My great secret for learning how to survive this unthinkable loss is that I don't have a secret. I've survived and I hope I will continue to, always because it's a choice I've made. To survive this. For myself, for my existing children, for my son who never had the luxury of survival.

But more than survive, I choose to live and to love. Everyday, with great passion and forethought, because I never know if today is the last day I'm going to be able to hold my loved ones.

Death changed me.

It made me love harder.

Which, I guess, is the real secret to how I survive, how I cope.

I love. Even as it hurts to do so.

I hope you will too.

Easter Bubbles

I bought bubbles for Jumby to put inside his Easter basket this year, like I did for you.

He probably won't be able to see them, but he will giggle when he feels them pop against his cheek, the same way you once did.

When I take him outside this Easter, like I did you, and blow them into the air, I will feel joy again. Your loves floats around us like the bubbles we will blow in your honor.

Happy Easter everyone.

May bubbles of love fill your life too.

The Envelope

They say a picture is worth a thousand words.

I've never tested that theory, but inside my home there are pictures waiting to prove that theory. Pictures which sing the haunted notes of Jumby's history.

Notes which get louder when I near the small safe in the back of my closet.
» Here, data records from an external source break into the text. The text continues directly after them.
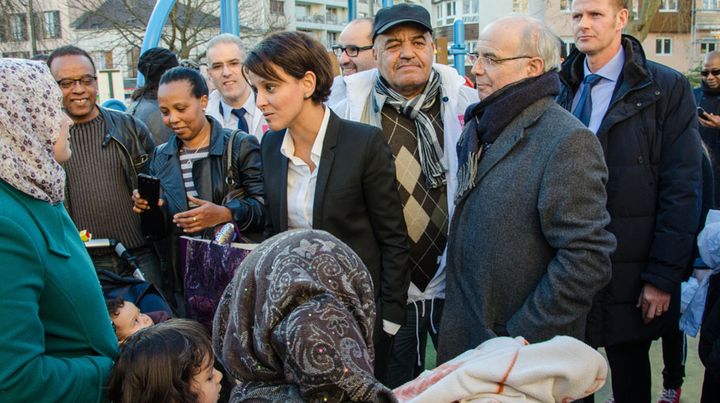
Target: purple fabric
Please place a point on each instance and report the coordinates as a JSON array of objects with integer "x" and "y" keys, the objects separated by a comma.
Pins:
[{"x": 207, "y": 269}]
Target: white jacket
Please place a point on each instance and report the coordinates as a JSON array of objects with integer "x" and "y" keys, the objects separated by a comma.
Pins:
[
  {"x": 256, "y": 128},
  {"x": 348, "y": 99}
]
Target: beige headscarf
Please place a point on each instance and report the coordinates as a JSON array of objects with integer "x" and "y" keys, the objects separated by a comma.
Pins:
[{"x": 30, "y": 120}]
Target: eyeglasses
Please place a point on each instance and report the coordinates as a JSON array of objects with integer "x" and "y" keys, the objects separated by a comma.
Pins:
[
  {"x": 85, "y": 81},
  {"x": 714, "y": 72},
  {"x": 491, "y": 61},
  {"x": 350, "y": 50}
]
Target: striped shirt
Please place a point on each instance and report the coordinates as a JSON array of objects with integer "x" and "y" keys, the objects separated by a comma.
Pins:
[{"x": 187, "y": 159}]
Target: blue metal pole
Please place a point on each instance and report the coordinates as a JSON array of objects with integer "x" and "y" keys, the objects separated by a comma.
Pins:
[
  {"x": 229, "y": 17},
  {"x": 352, "y": 10},
  {"x": 458, "y": 46},
  {"x": 154, "y": 30}
]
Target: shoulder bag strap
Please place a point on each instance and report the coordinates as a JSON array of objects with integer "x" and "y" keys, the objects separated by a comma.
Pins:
[{"x": 229, "y": 176}]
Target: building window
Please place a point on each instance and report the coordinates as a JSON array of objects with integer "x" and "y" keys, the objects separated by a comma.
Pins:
[
  {"x": 332, "y": 38},
  {"x": 706, "y": 47},
  {"x": 450, "y": 14},
  {"x": 277, "y": 7},
  {"x": 471, "y": 10},
  {"x": 18, "y": 27},
  {"x": 663, "y": 46},
  {"x": 520, "y": 6},
  {"x": 565, "y": 49},
  {"x": 470, "y": 46},
  {"x": 634, "y": 9},
  {"x": 102, "y": 59},
  {"x": 668, "y": 6},
  {"x": 51, "y": 24}
]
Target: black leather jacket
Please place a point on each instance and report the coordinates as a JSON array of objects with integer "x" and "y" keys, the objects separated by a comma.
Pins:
[
  {"x": 132, "y": 139},
  {"x": 209, "y": 177}
]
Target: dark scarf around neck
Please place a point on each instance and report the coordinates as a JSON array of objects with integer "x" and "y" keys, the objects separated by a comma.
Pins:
[{"x": 492, "y": 115}]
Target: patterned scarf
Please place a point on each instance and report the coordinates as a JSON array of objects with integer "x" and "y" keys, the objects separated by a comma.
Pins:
[
  {"x": 432, "y": 158},
  {"x": 490, "y": 117},
  {"x": 296, "y": 323},
  {"x": 30, "y": 121}
]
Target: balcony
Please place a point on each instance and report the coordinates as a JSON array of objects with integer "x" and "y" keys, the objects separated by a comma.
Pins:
[
  {"x": 707, "y": 19},
  {"x": 319, "y": 21}
]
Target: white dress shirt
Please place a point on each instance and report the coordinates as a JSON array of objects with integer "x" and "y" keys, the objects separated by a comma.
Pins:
[
  {"x": 301, "y": 182},
  {"x": 602, "y": 91},
  {"x": 230, "y": 120}
]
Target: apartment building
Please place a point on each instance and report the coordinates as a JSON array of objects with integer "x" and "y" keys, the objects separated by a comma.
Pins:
[{"x": 681, "y": 32}]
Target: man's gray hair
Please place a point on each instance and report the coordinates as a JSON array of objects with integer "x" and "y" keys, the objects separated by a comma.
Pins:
[
  {"x": 539, "y": 40},
  {"x": 225, "y": 38}
]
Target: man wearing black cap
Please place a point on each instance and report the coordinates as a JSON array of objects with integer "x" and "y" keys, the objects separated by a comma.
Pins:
[{"x": 420, "y": 107}]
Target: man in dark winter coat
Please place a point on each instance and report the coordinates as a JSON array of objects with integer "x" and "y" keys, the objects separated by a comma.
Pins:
[
  {"x": 527, "y": 247},
  {"x": 707, "y": 97},
  {"x": 644, "y": 116}
]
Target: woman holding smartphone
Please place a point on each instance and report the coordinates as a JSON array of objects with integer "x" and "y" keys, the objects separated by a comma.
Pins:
[
  {"x": 328, "y": 173},
  {"x": 193, "y": 172}
]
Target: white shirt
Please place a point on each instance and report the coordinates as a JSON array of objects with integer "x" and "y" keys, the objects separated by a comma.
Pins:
[
  {"x": 602, "y": 91},
  {"x": 230, "y": 120},
  {"x": 301, "y": 182}
]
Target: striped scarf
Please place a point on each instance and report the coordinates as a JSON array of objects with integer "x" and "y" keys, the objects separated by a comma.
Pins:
[{"x": 432, "y": 158}]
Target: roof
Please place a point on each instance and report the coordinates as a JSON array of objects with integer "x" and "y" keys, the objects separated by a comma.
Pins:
[{"x": 113, "y": 12}]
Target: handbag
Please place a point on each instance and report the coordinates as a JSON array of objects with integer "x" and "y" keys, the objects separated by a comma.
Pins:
[
  {"x": 236, "y": 191},
  {"x": 207, "y": 268}
]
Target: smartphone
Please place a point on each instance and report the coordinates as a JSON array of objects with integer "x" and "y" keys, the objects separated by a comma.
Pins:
[{"x": 149, "y": 189}]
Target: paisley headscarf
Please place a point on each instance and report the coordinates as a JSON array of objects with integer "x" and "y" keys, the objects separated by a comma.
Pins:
[
  {"x": 30, "y": 121},
  {"x": 296, "y": 322}
]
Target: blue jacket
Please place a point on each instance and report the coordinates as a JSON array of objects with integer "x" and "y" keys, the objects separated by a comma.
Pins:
[{"x": 57, "y": 343}]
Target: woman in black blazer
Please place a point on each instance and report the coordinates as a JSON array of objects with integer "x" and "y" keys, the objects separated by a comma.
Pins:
[{"x": 327, "y": 173}]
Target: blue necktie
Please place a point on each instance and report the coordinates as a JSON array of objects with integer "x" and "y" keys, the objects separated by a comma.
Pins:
[
  {"x": 583, "y": 109},
  {"x": 240, "y": 113}
]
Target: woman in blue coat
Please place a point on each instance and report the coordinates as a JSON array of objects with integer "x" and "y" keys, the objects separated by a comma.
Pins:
[{"x": 57, "y": 343}]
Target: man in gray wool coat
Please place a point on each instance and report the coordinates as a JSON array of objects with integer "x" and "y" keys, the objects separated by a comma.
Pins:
[{"x": 528, "y": 248}]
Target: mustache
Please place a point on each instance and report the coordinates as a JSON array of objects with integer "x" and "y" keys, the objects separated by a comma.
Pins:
[{"x": 406, "y": 63}]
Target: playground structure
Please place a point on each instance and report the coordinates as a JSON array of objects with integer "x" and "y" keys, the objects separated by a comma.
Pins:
[{"x": 230, "y": 23}]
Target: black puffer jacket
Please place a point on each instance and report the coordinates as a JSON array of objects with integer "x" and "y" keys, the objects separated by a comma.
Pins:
[
  {"x": 652, "y": 149},
  {"x": 209, "y": 175}
]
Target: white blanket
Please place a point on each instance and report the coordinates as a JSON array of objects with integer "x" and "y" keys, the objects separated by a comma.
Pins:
[{"x": 504, "y": 369}]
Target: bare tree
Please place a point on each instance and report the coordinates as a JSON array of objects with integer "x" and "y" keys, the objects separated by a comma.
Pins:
[
  {"x": 190, "y": 25},
  {"x": 639, "y": 27}
]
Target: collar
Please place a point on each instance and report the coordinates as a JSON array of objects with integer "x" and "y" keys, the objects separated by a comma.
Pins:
[
  {"x": 288, "y": 146},
  {"x": 249, "y": 105},
  {"x": 611, "y": 70}
]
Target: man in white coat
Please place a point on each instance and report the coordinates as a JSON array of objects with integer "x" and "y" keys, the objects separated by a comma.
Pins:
[
  {"x": 420, "y": 107},
  {"x": 232, "y": 103}
]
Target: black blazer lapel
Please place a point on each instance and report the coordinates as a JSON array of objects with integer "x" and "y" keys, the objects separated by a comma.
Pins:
[
  {"x": 275, "y": 172},
  {"x": 326, "y": 164}
]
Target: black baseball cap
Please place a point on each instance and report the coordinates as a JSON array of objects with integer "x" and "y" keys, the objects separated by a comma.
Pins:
[{"x": 402, "y": 13}]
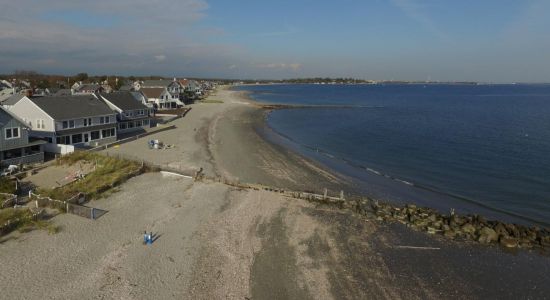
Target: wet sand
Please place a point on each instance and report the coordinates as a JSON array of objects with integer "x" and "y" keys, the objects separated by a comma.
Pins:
[{"x": 215, "y": 241}]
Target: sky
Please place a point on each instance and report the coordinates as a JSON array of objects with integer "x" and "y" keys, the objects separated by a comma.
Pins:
[{"x": 483, "y": 40}]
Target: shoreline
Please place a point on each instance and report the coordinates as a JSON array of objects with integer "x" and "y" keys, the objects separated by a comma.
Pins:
[
  {"x": 467, "y": 209},
  {"x": 222, "y": 241}
]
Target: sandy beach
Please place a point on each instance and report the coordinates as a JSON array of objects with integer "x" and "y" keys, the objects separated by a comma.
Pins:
[{"x": 219, "y": 242}]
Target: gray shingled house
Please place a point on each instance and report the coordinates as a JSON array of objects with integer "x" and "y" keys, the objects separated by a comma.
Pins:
[
  {"x": 70, "y": 120},
  {"x": 132, "y": 115},
  {"x": 15, "y": 145}
]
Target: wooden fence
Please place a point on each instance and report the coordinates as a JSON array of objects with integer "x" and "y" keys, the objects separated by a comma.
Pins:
[
  {"x": 11, "y": 200},
  {"x": 11, "y": 224},
  {"x": 132, "y": 138},
  {"x": 69, "y": 206}
]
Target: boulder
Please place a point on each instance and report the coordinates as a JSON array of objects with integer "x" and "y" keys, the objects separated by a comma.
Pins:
[
  {"x": 449, "y": 234},
  {"x": 509, "y": 242},
  {"x": 468, "y": 228},
  {"x": 512, "y": 230},
  {"x": 487, "y": 235},
  {"x": 500, "y": 229}
]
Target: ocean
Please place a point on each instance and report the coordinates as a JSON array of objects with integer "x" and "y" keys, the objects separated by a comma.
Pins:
[{"x": 477, "y": 148}]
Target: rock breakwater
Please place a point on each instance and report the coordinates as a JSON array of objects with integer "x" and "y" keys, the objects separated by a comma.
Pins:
[{"x": 454, "y": 226}]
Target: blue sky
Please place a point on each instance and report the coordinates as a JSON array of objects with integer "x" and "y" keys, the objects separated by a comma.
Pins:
[{"x": 491, "y": 41}]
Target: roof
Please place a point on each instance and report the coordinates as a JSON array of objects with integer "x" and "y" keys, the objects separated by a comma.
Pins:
[
  {"x": 13, "y": 116},
  {"x": 13, "y": 99},
  {"x": 126, "y": 87},
  {"x": 89, "y": 87},
  {"x": 157, "y": 83},
  {"x": 72, "y": 107},
  {"x": 63, "y": 92},
  {"x": 124, "y": 100},
  {"x": 152, "y": 92}
]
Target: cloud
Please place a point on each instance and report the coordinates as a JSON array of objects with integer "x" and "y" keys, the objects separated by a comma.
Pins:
[
  {"x": 140, "y": 35},
  {"x": 160, "y": 58},
  {"x": 292, "y": 66},
  {"x": 415, "y": 11}
]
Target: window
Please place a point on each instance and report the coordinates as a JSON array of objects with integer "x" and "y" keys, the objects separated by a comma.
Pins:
[
  {"x": 94, "y": 135},
  {"x": 77, "y": 138},
  {"x": 12, "y": 133},
  {"x": 62, "y": 140},
  {"x": 108, "y": 132},
  {"x": 40, "y": 124}
]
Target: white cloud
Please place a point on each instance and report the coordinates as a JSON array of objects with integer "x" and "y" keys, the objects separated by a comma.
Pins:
[
  {"x": 415, "y": 11},
  {"x": 160, "y": 58},
  {"x": 292, "y": 66},
  {"x": 140, "y": 35}
]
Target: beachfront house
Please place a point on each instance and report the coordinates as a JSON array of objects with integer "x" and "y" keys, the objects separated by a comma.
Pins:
[
  {"x": 164, "y": 94},
  {"x": 79, "y": 121},
  {"x": 16, "y": 147},
  {"x": 132, "y": 115},
  {"x": 11, "y": 101}
]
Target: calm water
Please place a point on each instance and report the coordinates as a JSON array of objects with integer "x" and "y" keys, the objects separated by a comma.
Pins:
[{"x": 485, "y": 144}]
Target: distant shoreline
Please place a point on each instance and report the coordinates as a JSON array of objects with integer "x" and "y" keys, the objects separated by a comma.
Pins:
[{"x": 497, "y": 214}]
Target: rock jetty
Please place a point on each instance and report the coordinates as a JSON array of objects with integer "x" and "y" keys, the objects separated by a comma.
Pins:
[{"x": 468, "y": 227}]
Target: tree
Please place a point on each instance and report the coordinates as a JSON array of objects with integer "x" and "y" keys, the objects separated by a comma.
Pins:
[{"x": 81, "y": 76}]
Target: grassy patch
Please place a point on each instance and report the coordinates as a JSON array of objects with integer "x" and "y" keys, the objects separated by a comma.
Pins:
[
  {"x": 7, "y": 185},
  {"x": 11, "y": 213},
  {"x": 211, "y": 101},
  {"x": 24, "y": 222},
  {"x": 109, "y": 172}
]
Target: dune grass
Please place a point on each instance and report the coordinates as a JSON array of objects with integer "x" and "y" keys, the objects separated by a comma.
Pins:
[
  {"x": 7, "y": 185},
  {"x": 109, "y": 172},
  {"x": 22, "y": 220},
  {"x": 211, "y": 101}
]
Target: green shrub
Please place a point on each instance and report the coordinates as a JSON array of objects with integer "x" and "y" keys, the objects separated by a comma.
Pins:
[
  {"x": 109, "y": 172},
  {"x": 7, "y": 185}
]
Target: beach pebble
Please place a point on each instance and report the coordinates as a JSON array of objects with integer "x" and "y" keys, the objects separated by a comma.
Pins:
[
  {"x": 509, "y": 242},
  {"x": 487, "y": 235}
]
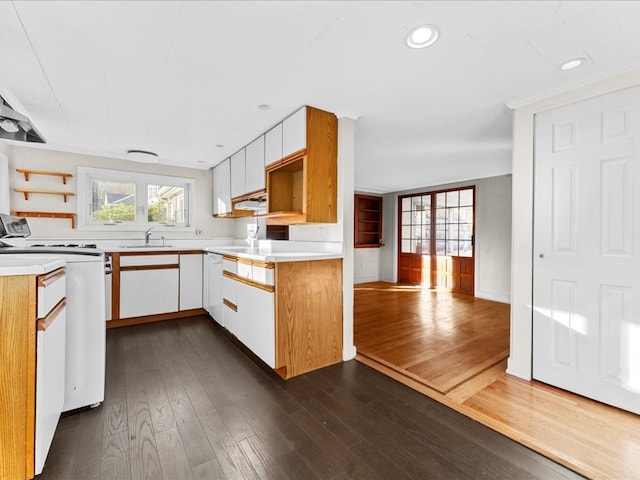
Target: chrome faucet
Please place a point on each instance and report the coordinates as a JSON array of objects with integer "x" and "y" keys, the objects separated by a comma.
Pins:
[{"x": 147, "y": 236}]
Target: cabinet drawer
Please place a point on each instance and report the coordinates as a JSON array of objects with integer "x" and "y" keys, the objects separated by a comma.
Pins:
[
  {"x": 51, "y": 289},
  {"x": 141, "y": 260},
  {"x": 230, "y": 266},
  {"x": 262, "y": 275}
]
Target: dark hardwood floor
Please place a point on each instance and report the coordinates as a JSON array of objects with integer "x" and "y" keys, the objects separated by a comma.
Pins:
[{"x": 184, "y": 402}]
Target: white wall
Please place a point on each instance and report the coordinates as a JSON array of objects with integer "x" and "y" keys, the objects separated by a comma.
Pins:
[
  {"x": 519, "y": 363},
  {"x": 493, "y": 235},
  {"x": 47, "y": 160}
]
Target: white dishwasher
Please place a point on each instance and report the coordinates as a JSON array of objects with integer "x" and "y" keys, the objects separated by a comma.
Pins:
[{"x": 50, "y": 360}]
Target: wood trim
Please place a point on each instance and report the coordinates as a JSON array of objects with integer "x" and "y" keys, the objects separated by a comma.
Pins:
[
  {"x": 165, "y": 266},
  {"x": 125, "y": 322},
  {"x": 255, "y": 263},
  {"x": 70, "y": 216},
  {"x": 251, "y": 283},
  {"x": 49, "y": 278},
  {"x": 115, "y": 287},
  {"x": 44, "y": 323},
  {"x": 230, "y": 304}
]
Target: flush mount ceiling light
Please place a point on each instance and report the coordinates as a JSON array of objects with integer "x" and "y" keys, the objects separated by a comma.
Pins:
[
  {"x": 9, "y": 125},
  {"x": 143, "y": 156},
  {"x": 571, "y": 64},
  {"x": 423, "y": 36}
]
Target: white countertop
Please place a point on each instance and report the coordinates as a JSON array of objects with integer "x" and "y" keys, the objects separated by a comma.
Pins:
[
  {"x": 28, "y": 264},
  {"x": 268, "y": 255}
]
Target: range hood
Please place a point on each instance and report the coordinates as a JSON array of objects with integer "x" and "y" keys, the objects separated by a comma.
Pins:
[{"x": 15, "y": 126}]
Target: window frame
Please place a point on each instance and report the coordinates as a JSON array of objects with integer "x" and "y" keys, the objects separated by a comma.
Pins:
[{"x": 86, "y": 175}]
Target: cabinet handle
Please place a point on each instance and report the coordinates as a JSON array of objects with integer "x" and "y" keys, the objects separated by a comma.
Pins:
[
  {"x": 43, "y": 323},
  {"x": 49, "y": 278}
]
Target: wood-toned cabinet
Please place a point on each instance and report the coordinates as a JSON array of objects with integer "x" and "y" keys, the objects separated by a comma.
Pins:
[
  {"x": 302, "y": 187},
  {"x": 155, "y": 285},
  {"x": 32, "y": 364},
  {"x": 367, "y": 221},
  {"x": 289, "y": 314}
]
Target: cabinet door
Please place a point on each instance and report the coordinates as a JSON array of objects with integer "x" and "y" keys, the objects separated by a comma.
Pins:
[
  {"x": 294, "y": 132},
  {"x": 254, "y": 175},
  {"x": 256, "y": 324},
  {"x": 222, "y": 188},
  {"x": 148, "y": 292},
  {"x": 190, "y": 281},
  {"x": 238, "y": 172},
  {"x": 273, "y": 145}
]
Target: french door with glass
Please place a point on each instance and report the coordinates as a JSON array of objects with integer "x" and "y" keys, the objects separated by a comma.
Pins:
[{"x": 436, "y": 239}]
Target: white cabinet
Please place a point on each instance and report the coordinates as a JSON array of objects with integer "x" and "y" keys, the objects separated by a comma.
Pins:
[
  {"x": 149, "y": 284},
  {"x": 273, "y": 145},
  {"x": 256, "y": 321},
  {"x": 148, "y": 292},
  {"x": 222, "y": 188},
  {"x": 254, "y": 162},
  {"x": 212, "y": 288},
  {"x": 294, "y": 132},
  {"x": 190, "y": 281},
  {"x": 238, "y": 172}
]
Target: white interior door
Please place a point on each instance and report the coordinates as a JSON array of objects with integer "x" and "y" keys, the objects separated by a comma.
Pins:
[{"x": 586, "y": 321}]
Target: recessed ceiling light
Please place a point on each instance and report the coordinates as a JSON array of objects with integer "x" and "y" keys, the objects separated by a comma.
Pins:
[
  {"x": 423, "y": 36},
  {"x": 8, "y": 125},
  {"x": 143, "y": 156},
  {"x": 571, "y": 64}
]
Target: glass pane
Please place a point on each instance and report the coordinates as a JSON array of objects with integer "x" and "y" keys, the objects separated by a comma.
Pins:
[
  {"x": 465, "y": 248},
  {"x": 452, "y": 199},
  {"x": 165, "y": 204},
  {"x": 452, "y": 247},
  {"x": 113, "y": 201},
  {"x": 466, "y": 197},
  {"x": 466, "y": 230},
  {"x": 466, "y": 214}
]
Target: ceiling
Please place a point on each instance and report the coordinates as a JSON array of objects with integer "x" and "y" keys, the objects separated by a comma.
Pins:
[{"x": 185, "y": 79}]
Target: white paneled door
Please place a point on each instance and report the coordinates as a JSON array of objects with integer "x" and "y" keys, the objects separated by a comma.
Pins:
[{"x": 586, "y": 320}]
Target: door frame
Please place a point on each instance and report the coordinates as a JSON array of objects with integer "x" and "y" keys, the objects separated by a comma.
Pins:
[{"x": 402, "y": 258}]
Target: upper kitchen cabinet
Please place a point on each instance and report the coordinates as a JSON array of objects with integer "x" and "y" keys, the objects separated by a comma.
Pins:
[
  {"x": 222, "y": 189},
  {"x": 238, "y": 172},
  {"x": 254, "y": 172},
  {"x": 302, "y": 187},
  {"x": 273, "y": 145}
]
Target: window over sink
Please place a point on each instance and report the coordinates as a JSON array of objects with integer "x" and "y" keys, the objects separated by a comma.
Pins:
[{"x": 120, "y": 200}]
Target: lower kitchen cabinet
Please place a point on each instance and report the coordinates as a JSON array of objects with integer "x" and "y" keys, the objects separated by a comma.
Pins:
[
  {"x": 256, "y": 321},
  {"x": 148, "y": 292},
  {"x": 32, "y": 369},
  {"x": 289, "y": 314},
  {"x": 155, "y": 285}
]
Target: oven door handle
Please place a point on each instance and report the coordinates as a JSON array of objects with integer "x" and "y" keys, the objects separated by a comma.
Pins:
[{"x": 44, "y": 323}]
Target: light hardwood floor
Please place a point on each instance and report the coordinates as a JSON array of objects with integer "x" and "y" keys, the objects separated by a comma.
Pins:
[{"x": 593, "y": 439}]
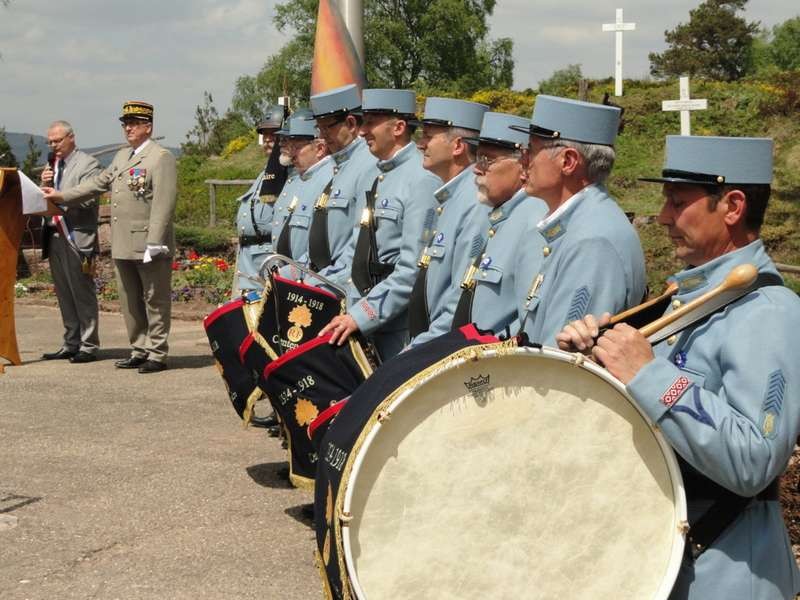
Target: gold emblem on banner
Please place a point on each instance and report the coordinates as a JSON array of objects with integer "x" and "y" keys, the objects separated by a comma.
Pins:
[
  {"x": 300, "y": 316},
  {"x": 305, "y": 412},
  {"x": 329, "y": 506},
  {"x": 326, "y": 548}
]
A safe containing a a large envelope. Inside that envelope contains photographic evidence of the evils of mankind. Proof that hell exists and the Devil is, indeed, very real.

That envelope remains sealed, locked away in the darkness, away from the curious prying eyes of my children, but it's contents aren't forgotten. They can never be forgotten just as they can never be seen. Boo and I are reminded of their existence with every passing moment of our day every time we look upon our son.

A year ago, Jumby came into our home. With little pomp and ceremony, a boy became our son.

Today my family celebrates the joy of Jumby and the love he has so freely given us. We celebrate the milestones he has reached, the goals he has set, the dreams he harbours all locked away inside his head.

We celebrate the normalcy of his daily life, the tube feedings, the therapies, even the fact that he is currently constipated and on my counter awaits an enema with his name on it.

We celebrate the realities and the challenges having Jumby in our family brings us. It's not always easy, and as the enema can attest, it certainly isn't glamourous, but it's ours.

Today is Jumby's day.

We love you kid, no matter where you've been, what you can do, or who you grow up to be.

We love you Jumby, because no matter what the pictures inside that envelope say, your smile will always say more.